Ces techniques servent d'indicateur, mais ne sont en aucun cas des garantis du bon fonctionnement de votre futur mélange. Le plus important, c'est de faire différents essais de votre terre à “usage réel” avec des dosages différent pour trouver ce qui correspond le plus a nos attentes et ce qui fonctionne le mieux (par exemple construire un petit muré pour séparer votre jardin de votre terrasse, ou juste pour le détruire une fois résultat satisfaisant obtenu) ! Outre ces trois tests, Amélie nous a appris plein de choses sur les propriétés de la terre, par exemple, elle est naturellement isolante, elle régule naturellement l'humidité grâce a ses caractéristiques respirantes, naturellement naturelle 😄🌿 si on venait à devoir détruire notre mur, il n'y aurait pas de déchet, la terre retourne à la terre et la paille se compost avec elle !

Après un bon repas, nous sommes passés de la théorie à la pratique ! Amélie nous a fait une démonstration de trois techniques : le torchis, le banchage et l'adobe (brique). Nous avons par la suite faire un test de ces trois techniques sur une petite cabane faites exprès afin de pratiquer et s'entraîner. La règle d'or de la terre/paille, c'est d'humidifier la surface sur laquelle on va venir ajouter de la matière et ne pas travailler par temps humide ou trop chaud pour éviter les problèmes de séchages et de pourriture (quelle que soit la technique utilisée !)

Le torchis Cette technique revient à créer des “torches” de mélange terre et paille (environ 50/50) à positionner sur un maillage de bois. Avec cette technique une personne peut faire environ 1 m² en 2 heures. C'est plutôt simple, il suffit d'ajouter torche par torche en tassant bien pour être sûr de ne pas laisser d'air entre. Il est possible de créer les torches au fur et à mesure, ou bien de les préparer à l'avance en mélangeant avec les pieds (ce qui a beaucoup amusé Ludivine !). Cette technique est plutôt sympa puisqu'elle permet d'avancer à son rythme en travaillant seul ou à plusieurs. Il est également possible de créer des formes qui ressortent du mur. (exemple sur les photos)

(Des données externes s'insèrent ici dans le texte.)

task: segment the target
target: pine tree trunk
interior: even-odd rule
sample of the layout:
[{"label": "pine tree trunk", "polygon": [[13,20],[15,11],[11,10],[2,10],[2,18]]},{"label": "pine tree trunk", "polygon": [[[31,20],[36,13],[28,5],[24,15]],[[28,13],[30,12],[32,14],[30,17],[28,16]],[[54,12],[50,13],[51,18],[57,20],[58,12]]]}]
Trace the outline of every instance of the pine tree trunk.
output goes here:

montage photo du mur fait en torchis, d'une torche et de Ludivine les pieds dans la boue

Le banchage En réalisant un bardage, on vient tasser de la paille préalablement imbibée de terre (nous l'avons fait dans une baignoire à l'aide d'une fourche). Pour cette technique, il est important d'avancer couche par couche en laissant le temps à la terre et à la paille de sécher entre chaque nouvel étage. Il faut également faire attention à bien serrer le bardage pour éviter de créer des “bourrelets” en tassant la paille. Cette technique est efficace et permet de couvrir rapidement des surfaces droites.

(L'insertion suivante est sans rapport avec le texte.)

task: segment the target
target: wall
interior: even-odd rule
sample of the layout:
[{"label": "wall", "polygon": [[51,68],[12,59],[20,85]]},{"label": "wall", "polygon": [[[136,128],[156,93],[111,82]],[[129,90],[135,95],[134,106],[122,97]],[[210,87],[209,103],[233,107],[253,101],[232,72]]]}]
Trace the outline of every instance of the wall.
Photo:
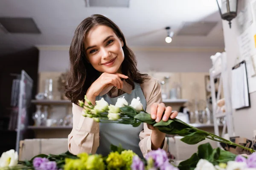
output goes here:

montage photo de la baignoire pour préparer la mixture et du banchage

L'adobe Ou la brique de terre crue, est une technique consistant à faire des briques (tout est dans le nom). Pour ce faire, il faut créer un moule dans lequel on va venir bien tasser le mélange de terre et de paille (dans notre cas la paille à été remplacée par des paillettes de chanvre). Il faut réussir à ne pas laisser d'air dans le moule et a démouler la brique sans la détruire, ensuite il n'y a plus qu'a la faire sécher à l'air libre et à l'abri de l'humidité (pour sécher, c'est mieux oui). Une fois les briques sèches, il suffit de les assemblées en prenant soin de mettre de la barbotine (mélange de terre et eau, texture pâte à crêpes) entre chaque brique (c'est ce qu'on appelle le mortier). Cette technique est pratique puisqu'elle permet de préparer les briques à l'avance (quel que soit le temps extérieur) et pouvoir construire dés que les conditions sont favorables. Il est également possible des faire des briques avec des formes spécifiques. (encore une fois la terre laisse la place à l’originalité !)

montage photo de Ludivine qui prépare une brique et de briques terminées

Nous avons tout au long de la journée échangé avec Amélie, Philippe et les autres participants à la formation. C'était très intéressant, nous en avons beaucoup appris sur la région et les pratiques de la terre/paille. Cette journée fut très instructive et nous avons passé un excellent moment en compagnie de toutes ces personnes ! À présent, il ne nous reste plus qu'à nous entraîner à appliquer ces techniques pour pouvoir à notre tour construire notre maison en terre/paille !

Le jour suivant (Lundi 22 juin) nous partions pour La Lombarde chez Wolfgang & Valérie, ce sera le prochain article !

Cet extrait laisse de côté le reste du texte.